One of Germany's best-known living authors, Martin Walser, has embroiled himself and his prestigious publisher Suhrkamp in a situation involving charges of anti-Semitism.

The latest scandal involving the 75-year-old author, one of the founding members of the postwar "47" literary group with Günter Grass, centers on publication of Walser's forthcoming novel whose title translates as Death of a Critic. The reference is to Germany's literary critic and TV book man Marcel Reich-Ranicki, a Jew originally from Poland, who in the book becomes a victim first of bitter satire, then of murder. As with the last half-dozen Walser novels, this one was to have been serialized in the Frankfurter Allgemeine Zeitung, Germany's equivalent to the New York Times. But when the paper's editors saw the manuscript, they published a front-page editorial declaring that they would not touch this "hate document," denouncing its "repertoire of anti-Semitic clichés."

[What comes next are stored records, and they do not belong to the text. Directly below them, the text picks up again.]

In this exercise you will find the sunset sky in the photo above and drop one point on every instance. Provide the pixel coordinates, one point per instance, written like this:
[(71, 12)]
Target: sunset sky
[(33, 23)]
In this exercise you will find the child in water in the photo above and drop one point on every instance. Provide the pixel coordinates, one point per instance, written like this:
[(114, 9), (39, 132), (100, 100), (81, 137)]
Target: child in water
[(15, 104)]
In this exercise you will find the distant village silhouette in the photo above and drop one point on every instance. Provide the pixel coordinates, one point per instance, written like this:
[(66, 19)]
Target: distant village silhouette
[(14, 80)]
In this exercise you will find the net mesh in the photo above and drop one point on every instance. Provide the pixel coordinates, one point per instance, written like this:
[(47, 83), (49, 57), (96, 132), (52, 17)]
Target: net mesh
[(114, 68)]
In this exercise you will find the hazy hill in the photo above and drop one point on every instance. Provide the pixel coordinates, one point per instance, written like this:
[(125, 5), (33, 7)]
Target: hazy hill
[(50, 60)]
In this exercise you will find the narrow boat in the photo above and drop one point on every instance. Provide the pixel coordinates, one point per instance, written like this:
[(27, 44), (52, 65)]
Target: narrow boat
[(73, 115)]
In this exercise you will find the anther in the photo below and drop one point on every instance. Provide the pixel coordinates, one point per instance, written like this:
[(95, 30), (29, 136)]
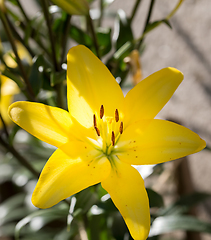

This is the second time Walser has been criticized for his attitude toward Jews. After receiving the Book Trade Peace Prize at the 1998 Frankfurt Book Fair, he delivered a speech attacking German Jews for continuing to "exploit" Auschwitz and Nazi persecution.

Suhrkamp managing director Günter Berg told PW that what the newspaper editors saw was only a first draft of a book originally scheduled for autumn. A Suhrkamp editor spent time with Walser working over the manuscript, and some changes were made. Finally Suhrkamp gave the book a green light, moving publication up to June 26.

Berg also told PW that advance press reaction has been overwhelmingly favorable. Yet he admits that the Frankfurt daily's blast was devastating to the author's reputation. As for Walser, he told a Viennese magazine on June 6 that he is thinking of migrating to Austria.